Ma la gestione del processo da parte della Giunta Masci preoccupa il partito che chiede l'inserimento dei municipi nello statuto
Sinistra Italiana Pescara conferma il proprio sostegno alla fusione tra i Comuni di Pescara, Montesilvano e Spoltore, prevista nel primo semestre del 2027 con commissariamento dal 1° gennaio fino alle prossime elezioni amministrative. "Il progetto è strategico: nascerà una città da 200.000 abitanti al centro della costa adriatica, in un tratto dove — a differenza della costa tirrenica — non sono mai sorte grandi città, con l'eccezione di Bari a sud e Venezia a nord. Una nuova centralità capace di attrarre investimenti privati e valorizzazione pubblica: dalla Direzione Marittima ai Centri meccanizzati postali, fino a sedi ministeriali e militari di rilievo.
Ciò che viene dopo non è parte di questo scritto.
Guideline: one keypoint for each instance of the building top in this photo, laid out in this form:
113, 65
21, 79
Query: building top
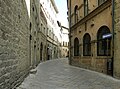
54, 5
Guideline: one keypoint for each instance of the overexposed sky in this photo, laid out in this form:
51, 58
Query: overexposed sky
62, 8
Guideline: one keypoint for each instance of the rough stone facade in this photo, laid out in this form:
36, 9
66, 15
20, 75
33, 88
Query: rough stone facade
14, 40
117, 39
98, 16
34, 29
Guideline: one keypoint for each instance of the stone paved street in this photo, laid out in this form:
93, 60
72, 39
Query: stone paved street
57, 74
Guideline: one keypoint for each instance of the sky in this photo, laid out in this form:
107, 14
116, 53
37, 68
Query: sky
62, 15
62, 8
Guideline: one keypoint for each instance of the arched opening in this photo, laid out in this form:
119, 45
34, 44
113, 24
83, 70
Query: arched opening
41, 51
86, 45
76, 13
76, 47
103, 44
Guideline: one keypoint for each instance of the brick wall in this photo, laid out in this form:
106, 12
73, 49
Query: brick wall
14, 28
117, 40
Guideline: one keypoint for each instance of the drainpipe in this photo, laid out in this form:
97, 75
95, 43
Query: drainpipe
113, 33
70, 58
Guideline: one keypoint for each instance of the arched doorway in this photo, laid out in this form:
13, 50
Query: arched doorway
41, 51
86, 45
76, 47
103, 45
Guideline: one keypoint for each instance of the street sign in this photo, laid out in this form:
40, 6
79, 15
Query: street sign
107, 36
A ciò si aggiungono gli incentivi fiscali previsti per legge per i Comuni che completano la fusione e i benefici di un governo unico — un solo Sindaco, un solo Consiglio Comunale — più rapido ed efficiente nel rispondere alle esigenze di una cittadinanza che nella realtà è già unita", spiega il vice segretario provinciale Emanuele Mancinelli. Ma qualcosa non funziona. La gestione del processo da parte della Giunta Masci, Comune capofila, preoccupa il partito. "Appoggiamo convintamente la fusione, ma non possiamo tacere: il Consiglio Comunale di Pescara non ha ancora votato il nuovo Statuto, mentre Montesilvano e Spoltore lo hanno approvato da tempo. Vogliono forse mantenere lo Statuto attuale, esautorando completamente gli altri due Comuni? Lo riteniamo profondamente sbagliato e dannoso — sia per la buona riuscita del progetto, sia per i cittadini di Montesilvano e Spoltore, che rischiano di restare senza garanzie sui servizi di prossimità. Senza programmazione condivisa e senza i Municipi previsti nel nuovo Statuto, il decentramento democratico rimane sulla carta. Eppure è proprio lì la chiave: solo con un decentramento reale, con fondi e competenze adeguati, la fusione renderà davvero grande Pescara", conclude Mancinelli.